Since India cannot play on Pakistan’s internal problems to create disturbances there, the only option left for it is hot pursuit of terrorists, like the operation the army conducted in Myanmar. But the ground realities are different. Myanmar does not support Indian rebels. While it is doubtful that it permitted the army to conduct the strike, it chose not to raise the issue as the operation was clinical, took very little time and did not harm any Myanmar citizen. Also, the border from where Indian troops entered is not seriously manned on the Myanmar side.

When it comes to pursuing terrorists inside Pakistani territory, the first thing is that most of those who enter India covertly are jihadis and have no intention to return back unless extraneous circumstances force them to, or perhaps if they are able to complete their operation without being detected. Second, when the Indians have no clue how and when they enter, how will they know how and when they will go back. Third, Pakistan denies that they are from that country or even that they entered India from Pakistan. Fourth, Pakistani border is heavily manned and closely monitored by the Rangers. Fifth, Pakistan is never going to permit the Indian Army to indulge in ‘hot pursuit.’ Any ingress the Indians make will be immediately noticed. It will certainly be repulsed and can even lead to a war.

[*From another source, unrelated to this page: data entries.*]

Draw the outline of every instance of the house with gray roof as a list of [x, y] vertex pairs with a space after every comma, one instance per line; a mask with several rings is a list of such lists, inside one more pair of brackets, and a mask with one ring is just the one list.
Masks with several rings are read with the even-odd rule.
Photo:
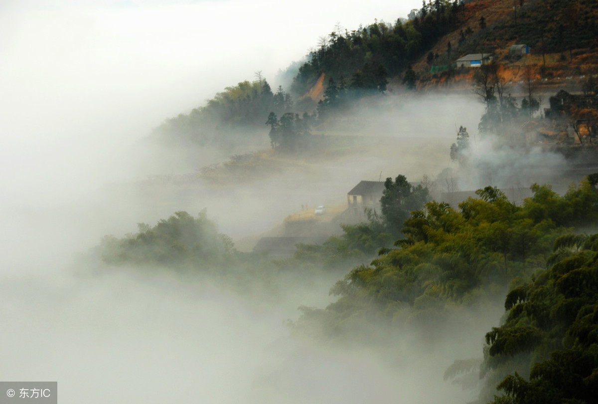
[[347, 193], [349, 210], [353, 214], [361, 214], [368, 208], [380, 212], [380, 199], [382, 198], [384, 182], [361, 181]]

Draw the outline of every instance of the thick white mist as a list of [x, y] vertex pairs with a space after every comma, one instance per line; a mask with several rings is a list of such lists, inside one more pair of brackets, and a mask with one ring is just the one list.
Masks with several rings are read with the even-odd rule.
[[466, 124], [454, 116], [479, 108], [475, 102], [406, 99], [364, 110], [368, 151], [315, 173], [237, 187], [143, 186], [149, 175], [193, 172], [228, 157], [141, 148], [166, 117], [252, 80], [257, 71], [273, 80], [337, 22], [351, 30], [418, 7], [312, 0], [0, 5], [0, 379], [57, 381], [65, 403], [441, 402], [426, 382], [460, 397], [458, 388], [433, 379], [469, 348], [479, 351], [477, 343], [443, 349], [401, 371], [367, 352], [289, 339], [284, 320], [296, 318], [300, 305], [325, 306], [331, 276], [274, 303], [207, 281], [125, 269], [103, 274], [101, 263], [88, 268], [73, 259], [105, 235], [121, 236], [138, 222], [153, 225], [177, 210], [195, 215], [208, 208], [220, 231], [240, 237], [268, 229], [305, 203], [343, 203], [357, 182], [380, 172], [383, 180], [402, 173], [417, 181], [444, 168], [453, 126]]

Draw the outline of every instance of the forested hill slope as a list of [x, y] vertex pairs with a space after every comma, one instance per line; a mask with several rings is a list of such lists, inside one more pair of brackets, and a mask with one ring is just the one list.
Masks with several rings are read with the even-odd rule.
[[[324, 74], [337, 83], [342, 78], [349, 87], [383, 91], [385, 81], [397, 77], [401, 80], [395, 81], [408, 82], [409, 66], [425, 80], [469, 53], [506, 59], [516, 44], [545, 56], [545, 65], [573, 59], [578, 68], [581, 63], [596, 69], [597, 17], [598, 4], [586, 0], [429, 1], [407, 21], [331, 33], [300, 66], [292, 90], [305, 93]], [[555, 53], [559, 60], [545, 60]], [[576, 60], [581, 54], [592, 57]]]
[[[206, 105], [166, 120], [154, 134], [168, 143], [230, 151], [242, 139], [263, 145], [267, 121], [274, 148], [282, 135], [309, 134], [327, 114], [364, 96], [403, 86], [469, 84], [475, 69], [456, 63], [469, 53], [492, 54], [505, 81], [524, 80], [523, 65], [538, 68], [543, 85], [561, 86], [558, 77], [588, 80], [583, 77], [598, 74], [597, 19], [598, 3], [591, 0], [429, 1], [408, 19], [351, 31], [337, 26], [300, 66], [290, 88], [271, 89], [257, 73], [254, 81], [228, 87]], [[509, 55], [514, 44], [527, 45], [530, 53]], [[581, 89], [575, 81], [568, 83], [569, 90]]]

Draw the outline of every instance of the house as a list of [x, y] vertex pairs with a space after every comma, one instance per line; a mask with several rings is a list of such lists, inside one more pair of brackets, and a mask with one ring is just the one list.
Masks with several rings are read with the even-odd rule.
[[529, 47], [525, 44], [513, 45], [509, 48], [509, 56], [511, 57], [520, 56], [528, 53], [529, 53]]
[[457, 67], [480, 67], [492, 60], [490, 53], [470, 53], [457, 59]]
[[362, 181], [347, 193], [349, 210], [353, 214], [361, 214], [368, 208], [380, 212], [380, 199], [384, 190], [384, 182]]

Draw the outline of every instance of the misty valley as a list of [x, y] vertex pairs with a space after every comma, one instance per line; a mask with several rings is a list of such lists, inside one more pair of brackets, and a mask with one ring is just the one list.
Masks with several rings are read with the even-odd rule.
[[[239, 34], [267, 26], [246, 5], [155, 2], [0, 6], [0, 381], [63, 403], [596, 402], [598, 7], [416, 2], [275, 74], [248, 66], [293, 37]], [[19, 68], [27, 44], [60, 73]]]

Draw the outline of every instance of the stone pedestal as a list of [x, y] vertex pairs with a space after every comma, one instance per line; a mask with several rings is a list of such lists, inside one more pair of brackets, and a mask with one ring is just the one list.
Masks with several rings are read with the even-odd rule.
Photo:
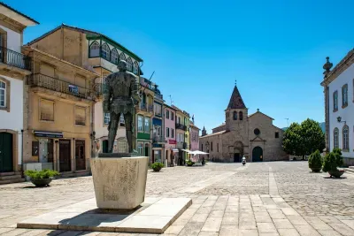
[[149, 157], [91, 158], [97, 207], [132, 209], [144, 202]]

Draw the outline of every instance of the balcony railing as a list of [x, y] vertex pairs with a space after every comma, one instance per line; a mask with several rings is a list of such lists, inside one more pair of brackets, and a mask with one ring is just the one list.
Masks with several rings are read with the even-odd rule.
[[153, 105], [148, 105], [146, 103], [141, 103], [138, 107], [137, 107], [137, 111], [145, 111], [145, 112], [154, 112], [154, 106]]
[[0, 60], [9, 65], [31, 70], [31, 58], [29, 57], [4, 47], [0, 47]]
[[94, 99], [93, 90], [85, 88], [72, 83], [60, 80], [41, 73], [31, 74], [27, 79], [27, 84], [32, 87], [41, 87], [63, 94], [71, 95], [85, 99]]
[[187, 131], [187, 126], [182, 125], [182, 124], [176, 123], [176, 129], [181, 129], [181, 130]]
[[165, 143], [165, 137], [163, 136], [153, 136], [152, 137], [153, 143]]
[[156, 98], [158, 98], [158, 99], [160, 99], [160, 100], [164, 100], [163, 95], [155, 94], [155, 97], [156, 97]]

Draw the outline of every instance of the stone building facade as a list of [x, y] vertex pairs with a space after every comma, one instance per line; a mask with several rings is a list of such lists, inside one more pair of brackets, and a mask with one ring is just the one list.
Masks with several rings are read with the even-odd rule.
[[354, 49], [332, 70], [332, 63], [323, 66], [321, 82], [325, 95], [326, 148], [339, 148], [346, 165], [354, 165]]
[[200, 150], [217, 162], [248, 162], [288, 159], [282, 150], [283, 131], [273, 125], [273, 118], [257, 110], [249, 116], [243, 100], [235, 86], [225, 110], [225, 123], [206, 134], [204, 128], [199, 138]]

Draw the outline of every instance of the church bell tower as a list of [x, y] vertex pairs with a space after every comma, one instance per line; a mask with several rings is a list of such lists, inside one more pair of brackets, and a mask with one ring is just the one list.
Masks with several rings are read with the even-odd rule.
[[225, 110], [225, 122], [227, 131], [235, 131], [244, 129], [247, 124], [248, 109], [246, 108], [240, 91], [235, 84], [234, 91], [228, 102], [227, 108]]

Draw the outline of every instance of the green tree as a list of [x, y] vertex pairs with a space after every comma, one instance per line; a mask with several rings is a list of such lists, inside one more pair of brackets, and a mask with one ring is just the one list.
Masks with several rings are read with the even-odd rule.
[[298, 123], [290, 125], [284, 133], [282, 147], [289, 155], [304, 157], [305, 155], [325, 148], [325, 134], [319, 123], [307, 118], [301, 125]]

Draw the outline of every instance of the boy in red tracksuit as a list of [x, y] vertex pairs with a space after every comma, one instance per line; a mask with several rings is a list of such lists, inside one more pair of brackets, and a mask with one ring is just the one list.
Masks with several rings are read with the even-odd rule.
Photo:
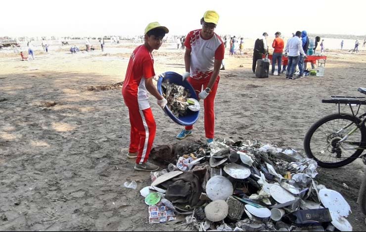
[[[213, 141], [215, 134], [215, 96], [220, 81], [219, 73], [224, 59], [225, 47], [221, 38], [214, 31], [219, 15], [213, 10], [205, 12], [201, 19], [202, 29], [188, 34], [184, 45], [185, 73], [183, 81], [187, 81], [199, 99], [204, 100], [205, 132], [207, 143]], [[182, 139], [192, 135], [193, 125], [185, 127], [177, 139]]]
[[152, 83], [155, 76], [151, 52], [158, 49], [168, 28], [157, 22], [149, 24], [145, 29], [145, 43], [134, 50], [129, 62], [122, 88], [122, 95], [128, 107], [131, 125], [131, 142], [127, 156], [136, 158], [134, 169], [153, 171], [159, 167], [147, 161], [156, 131], [154, 116], [148, 102], [147, 92], [164, 108], [167, 100], [158, 92]]

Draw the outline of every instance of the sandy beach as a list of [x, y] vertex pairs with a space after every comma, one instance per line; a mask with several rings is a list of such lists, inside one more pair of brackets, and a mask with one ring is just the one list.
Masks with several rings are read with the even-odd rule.
[[[366, 87], [366, 49], [360, 44], [358, 53], [341, 50], [336, 47], [341, 40], [334, 40], [334, 46], [325, 45], [324, 76], [296, 80], [283, 75], [256, 78], [253, 40], [245, 40], [242, 54], [229, 56], [227, 48], [215, 100], [215, 137], [258, 139], [303, 153], [309, 128], [338, 111], [321, 99], [361, 96], [357, 88]], [[179, 220], [149, 224], [139, 190], [150, 184], [150, 173], [134, 171], [134, 161], [125, 155], [128, 112], [120, 87], [113, 85], [123, 81], [139, 44], [107, 43], [102, 52], [97, 41], [92, 42], [96, 50], [87, 52], [82, 41], [70, 42], [82, 50], [72, 54], [69, 46], [57, 41], [48, 53], [35, 42], [36, 59], [28, 61], [10, 49], [0, 50], [1, 231], [179, 230], [174, 227]], [[165, 44], [153, 53], [155, 73], [183, 72], [183, 54], [175, 43]], [[164, 115], [153, 97], [150, 101], [157, 128], [155, 145], [205, 139], [203, 113], [193, 136], [179, 141], [175, 137], [183, 127]], [[364, 169], [357, 160], [335, 169], [319, 168], [316, 178], [347, 200], [354, 231], [366, 230], [356, 202]], [[123, 186], [129, 180], [136, 181], [137, 189]]]

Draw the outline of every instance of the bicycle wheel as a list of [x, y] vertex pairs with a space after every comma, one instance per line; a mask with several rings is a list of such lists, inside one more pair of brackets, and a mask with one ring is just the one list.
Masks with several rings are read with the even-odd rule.
[[364, 214], [366, 215], [366, 171], [364, 174], [361, 186], [359, 191], [359, 198], [357, 199], [359, 207]]
[[[304, 148], [309, 158], [323, 168], [338, 168], [349, 164], [362, 153], [366, 139], [365, 126], [339, 142], [361, 120], [349, 114], [333, 114], [314, 123], [305, 135]], [[349, 126], [345, 128], [347, 125]]]

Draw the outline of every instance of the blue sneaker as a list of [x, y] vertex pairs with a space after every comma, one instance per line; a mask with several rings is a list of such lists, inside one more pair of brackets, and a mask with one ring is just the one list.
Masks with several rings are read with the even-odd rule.
[[206, 141], [207, 141], [207, 143], [210, 143], [214, 141], [213, 139], [206, 139]]
[[183, 139], [185, 138], [187, 136], [191, 136], [191, 135], [192, 135], [192, 130], [190, 130], [189, 131], [186, 131], [185, 130], [183, 130], [182, 132], [181, 132], [181, 133], [179, 133], [176, 138], [178, 139]]

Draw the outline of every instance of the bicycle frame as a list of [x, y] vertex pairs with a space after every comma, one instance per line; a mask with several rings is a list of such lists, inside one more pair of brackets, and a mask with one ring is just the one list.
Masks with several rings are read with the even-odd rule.
[[[341, 104], [345, 104], [346, 105], [348, 105], [350, 107], [350, 109], [351, 109], [351, 112], [352, 113], [352, 115], [354, 117], [357, 117], [357, 115], [359, 113], [359, 112], [360, 111], [360, 108], [361, 107], [361, 105], [366, 104], [366, 100], [365, 100], [365, 97], [353, 97], [353, 96], [330, 96], [330, 97], [332, 98], [331, 99], [323, 99], [321, 100], [321, 102], [323, 103], [335, 103], [336, 104], [338, 104], [338, 113], [342, 115], [342, 114], [341, 113], [341, 109], [340, 109], [340, 105]], [[357, 105], [358, 106], [357, 111], [356, 111], [356, 113], [355, 113], [355, 112], [353, 110], [353, 108], [352, 108], [352, 105]], [[344, 130], [346, 129], [347, 128], [348, 128], [350, 126], [351, 126], [353, 124], [356, 125], [356, 127], [353, 128], [352, 130], [351, 130], [347, 135], [346, 135], [343, 138], [341, 139], [339, 141], [338, 141], [338, 142], [345, 142], [345, 141], [347, 140], [347, 139], [350, 137], [350, 136], [353, 135], [356, 131], [357, 131], [358, 129], [360, 129], [360, 128], [361, 128], [361, 127], [365, 126], [365, 122], [366, 122], [366, 113], [364, 113], [363, 114], [360, 115], [358, 117], [359, 118], [361, 119], [362, 121], [359, 124], [356, 124], [355, 123], [351, 123], [349, 124], [348, 125], [346, 125], [344, 127], [341, 128], [339, 131], [337, 132], [337, 134], [339, 134], [342, 131], [343, 131]], [[343, 147], [343, 149], [345, 150], [352, 150], [354, 149], [366, 149], [366, 144], [360, 144], [360, 142], [349, 142], [349, 144], [352, 144], [352, 145], [358, 145], [358, 147], [356, 148], [345, 148]]]

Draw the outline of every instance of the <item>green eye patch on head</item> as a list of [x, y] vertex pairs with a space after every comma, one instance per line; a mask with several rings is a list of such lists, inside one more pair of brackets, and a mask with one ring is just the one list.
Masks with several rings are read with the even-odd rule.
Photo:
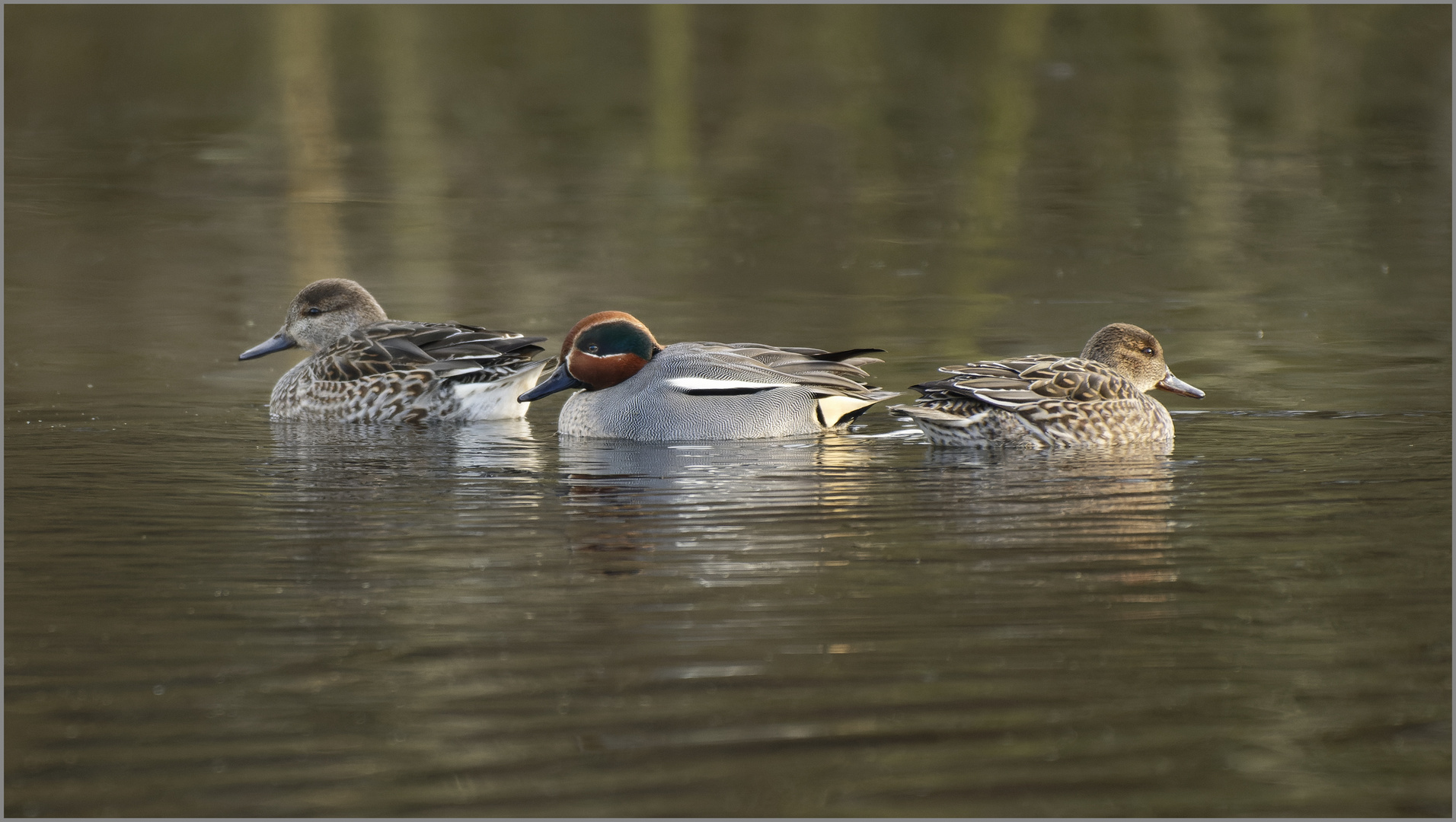
[[657, 354], [652, 336], [628, 322], [609, 322], [591, 326], [577, 338], [575, 348], [594, 356], [635, 354], [642, 359], [652, 359], [652, 355]]

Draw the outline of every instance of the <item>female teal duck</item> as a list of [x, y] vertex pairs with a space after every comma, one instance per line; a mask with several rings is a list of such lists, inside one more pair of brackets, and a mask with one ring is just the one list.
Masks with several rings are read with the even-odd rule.
[[561, 365], [523, 403], [566, 388], [561, 434], [619, 439], [763, 439], [842, 428], [897, 391], [869, 386], [878, 348], [827, 352], [747, 342], [664, 346], [636, 317], [601, 311], [561, 346]]
[[1201, 399], [1163, 362], [1146, 330], [1112, 323], [1082, 356], [1029, 355], [941, 368], [948, 380], [911, 386], [922, 397], [891, 413], [914, 419], [938, 445], [1117, 445], [1171, 442], [1174, 419], [1144, 391]]
[[513, 397], [547, 364], [531, 359], [545, 339], [390, 320], [358, 282], [320, 279], [293, 298], [277, 335], [237, 359], [296, 346], [313, 352], [274, 386], [274, 419], [510, 419], [526, 413]]

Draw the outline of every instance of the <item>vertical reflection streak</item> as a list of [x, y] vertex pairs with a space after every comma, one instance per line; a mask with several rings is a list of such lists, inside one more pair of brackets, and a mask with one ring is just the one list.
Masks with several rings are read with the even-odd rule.
[[652, 167], [683, 177], [693, 167], [692, 7], [648, 6], [652, 57]]
[[328, 6], [274, 6], [278, 90], [288, 157], [288, 246], [297, 285], [344, 276], [344, 199], [333, 125]]
[[[984, 300], [987, 282], [1012, 274], [1015, 262], [999, 255], [1015, 210], [1016, 179], [1037, 115], [1035, 65], [1047, 31], [1047, 6], [1006, 6], [1000, 10], [990, 67], [978, 79], [980, 122], [970, 159], [961, 169], [961, 210], [967, 231], [960, 271], [949, 282], [958, 316], [941, 323], [942, 348], [965, 349], [964, 329], [976, 327], [999, 310]], [[968, 355], [973, 355], [970, 352]]]
[[1208, 266], [1233, 252], [1238, 188], [1230, 151], [1223, 76], [1204, 12], [1197, 6], [1155, 6], [1172, 57], [1178, 113], [1178, 170], [1188, 202], [1184, 231], [1194, 262]]
[[448, 308], [448, 189], [434, 96], [421, 67], [424, 31], [416, 6], [370, 7], [379, 36], [384, 151], [389, 157], [390, 240], [400, 316], [435, 316]]

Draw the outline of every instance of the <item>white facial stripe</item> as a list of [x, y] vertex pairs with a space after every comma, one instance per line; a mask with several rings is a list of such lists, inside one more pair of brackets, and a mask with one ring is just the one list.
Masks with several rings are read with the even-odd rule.
[[706, 380], [703, 377], [673, 377], [668, 386], [678, 391], [731, 391], [734, 388], [792, 388], [795, 383], [747, 383], [744, 380]]

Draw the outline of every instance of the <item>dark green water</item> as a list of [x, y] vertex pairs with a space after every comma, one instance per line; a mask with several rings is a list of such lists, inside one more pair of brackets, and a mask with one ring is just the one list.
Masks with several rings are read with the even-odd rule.
[[[1446, 6], [9, 6], [6, 813], [1449, 815], [1449, 51]], [[271, 423], [296, 356], [236, 355], [331, 274], [890, 387], [1133, 322], [1208, 396], [1168, 455]]]

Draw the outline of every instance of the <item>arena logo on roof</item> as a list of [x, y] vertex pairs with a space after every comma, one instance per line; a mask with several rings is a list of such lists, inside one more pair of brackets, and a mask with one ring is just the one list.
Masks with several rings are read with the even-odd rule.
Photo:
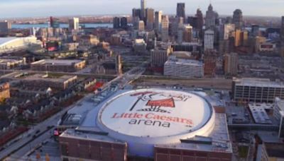
[[[170, 114], [174, 111], [182, 110], [182, 107], [176, 107], [176, 104], [186, 102], [191, 98], [190, 95], [146, 91], [133, 93], [130, 96], [136, 97], [137, 100], [131, 106], [129, 112], [114, 113], [111, 119], [131, 119], [129, 124], [168, 128], [172, 122], [184, 124], [187, 127], [193, 126], [192, 120]], [[142, 106], [138, 105], [141, 104]]]

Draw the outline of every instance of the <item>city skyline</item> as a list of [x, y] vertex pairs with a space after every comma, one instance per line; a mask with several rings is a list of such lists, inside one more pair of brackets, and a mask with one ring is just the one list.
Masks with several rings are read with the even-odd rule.
[[[70, 3], [72, 1], [72, 3]], [[228, 3], [229, 1], [229, 3]], [[207, 0], [169, 0], [168, 3], [160, 1], [147, 1], [147, 7], [155, 11], [163, 11], [165, 14], [175, 14], [177, 3], [185, 3], [187, 15], [195, 14], [200, 8], [203, 13], [207, 9], [209, 1]], [[220, 15], [232, 15], [236, 8], [242, 10], [244, 16], [266, 16], [280, 17], [283, 15], [281, 6], [284, 1], [269, 0], [214, 0], [211, 1], [214, 10]], [[226, 2], [226, 3], [225, 3]], [[95, 0], [11, 0], [1, 3], [0, 14], [2, 18], [20, 17], [43, 17], [48, 16], [63, 16], [75, 15], [130, 15], [133, 8], [140, 8], [139, 0], [109, 0], [102, 2]], [[251, 6], [256, 9], [251, 9]], [[64, 6], [64, 7], [63, 7]], [[113, 7], [119, 6], [119, 7]], [[11, 9], [13, 8], [13, 12]], [[108, 9], [106, 9], [108, 8]], [[273, 10], [272, 10], [273, 8]]]

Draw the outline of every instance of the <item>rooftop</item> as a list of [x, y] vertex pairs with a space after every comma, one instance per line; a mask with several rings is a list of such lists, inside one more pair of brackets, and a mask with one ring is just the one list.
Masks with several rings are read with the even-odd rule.
[[253, 86], [253, 87], [270, 87], [270, 88], [284, 88], [283, 82], [271, 81], [265, 78], [234, 78], [234, 81], [237, 85]]
[[177, 59], [175, 57], [170, 58], [165, 65], [183, 65], [183, 66], [202, 66], [203, 65], [202, 61], [192, 60], [192, 59]]
[[31, 64], [41, 64], [41, 65], [55, 65], [55, 66], [66, 66], [66, 65], [72, 65], [72, 64], [77, 64], [82, 61], [82, 60], [70, 60], [70, 59], [43, 59], [36, 62], [32, 63]]
[[271, 157], [284, 158], [284, 143], [264, 143], [267, 155]]

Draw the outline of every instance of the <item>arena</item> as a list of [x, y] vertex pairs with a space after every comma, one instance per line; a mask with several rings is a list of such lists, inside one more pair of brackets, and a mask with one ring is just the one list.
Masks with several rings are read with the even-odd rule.
[[[231, 157], [226, 116], [215, 113], [204, 93], [121, 90], [96, 107], [73, 114], [80, 118], [80, 124], [59, 138], [62, 160]], [[172, 150], [175, 153], [171, 154]]]

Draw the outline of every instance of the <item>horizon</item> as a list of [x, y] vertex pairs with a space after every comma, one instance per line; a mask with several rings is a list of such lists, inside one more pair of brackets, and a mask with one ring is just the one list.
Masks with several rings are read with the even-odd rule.
[[[155, 11], [161, 10], [167, 15], [174, 15], [176, 4], [183, 2], [185, 3], [187, 15], [195, 14], [197, 8], [201, 8], [203, 15], [205, 15], [209, 4], [207, 0], [188, 0], [187, 2], [184, 0], [168, 0], [167, 4], [160, 2], [158, 0], [147, 1], [147, 8], [152, 8]], [[50, 16], [63, 17], [131, 15], [132, 8], [140, 8], [139, 0], [109, 0], [104, 2], [99, 0], [49, 0], [48, 1], [47, 0], [40, 1], [11, 0], [1, 4], [1, 19], [43, 18]], [[282, 0], [275, 0], [273, 2], [270, 0], [263, 0], [261, 2], [257, 0], [214, 0], [212, 1], [212, 4], [214, 10], [222, 16], [232, 16], [234, 11], [236, 8], [240, 8], [244, 16], [281, 17], [284, 15], [281, 8], [281, 6], [284, 6], [284, 1]], [[254, 5], [256, 9], [251, 10], [251, 5]], [[112, 6], [119, 7], [112, 7]], [[109, 9], [106, 9], [106, 8], [109, 8]], [[13, 11], [12, 13], [11, 8]], [[271, 10], [272, 8], [273, 9]]]

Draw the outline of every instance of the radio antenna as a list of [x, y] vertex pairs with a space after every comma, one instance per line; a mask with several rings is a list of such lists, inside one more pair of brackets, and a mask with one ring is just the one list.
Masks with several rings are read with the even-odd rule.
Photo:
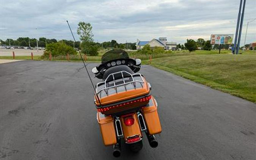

Hence, the defence minister needs to spell out how he will go about causing pain to those who have caused immense pain to India over the years. High sounding words can make good headlines but do not benefit the country. The first step the minister should take is to fix responsibility and blame and take action against those found wanting after the NIA investigations are complete. We have to admit that the security agencies did a bad job at Pathankot and ensure that things are better handled if and when the next strike happens.